Michael Wingate, of the trust, said he 'fully supports' the planning application.
'This proposed new use will make the church very accessible to the public and with a strong emphasis on enjoyment,' he said. 'Visitors will be able to watch the circus activities from the gallery or to take part in a range of classes, both for adults and children.
'The major investment made 30 years ago, to convert the church into a community gym, will allow the circus company to fit into the building without further changes to the historic fabric.
'This new activity will be a great benefit to the city and to the county.'
NHCT cares for 18 of the medieval churches in the city and is charged with finding appropriate uses for them and keeping them in good repair.

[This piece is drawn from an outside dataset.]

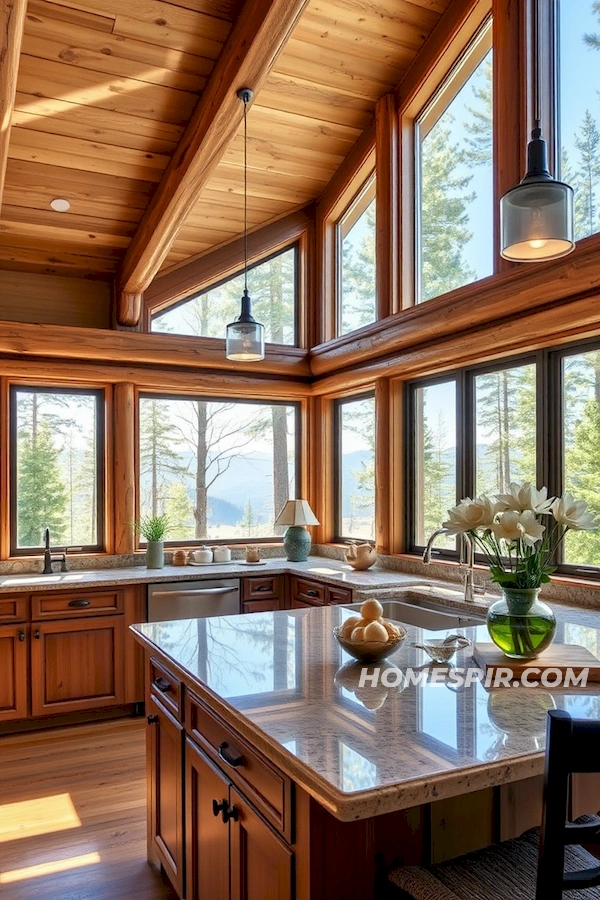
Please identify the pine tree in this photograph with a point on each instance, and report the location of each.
(42, 498)
(444, 215)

The church is described by local history buffs as 'among the most elegant and beautiful' of the Norwich city centre churches.
Its architectural features include early 16th century flint and limestone flushwork - decorative treatment of an outside wall - and fine arcading - a succession of arches.
St Michaels church has been on the market since 2012 and a number of alternative proposals have been considered, including as a wrestling venue.
Lost In Translation circus company was founded in 2008, is currently based in Great Yarmouth and has performed at the Out There Festival and Gorleston Clifftop Festival.
Bosses hope to offer evening classes to both adults and children, to develop and rehearse future touring shows and to host public performances.
Residents have also written in support of the application, with Joanne Jordan commenting: 'I think a training space in Norwich would greatly benefit the community.'
The application will be decided by planning councillors.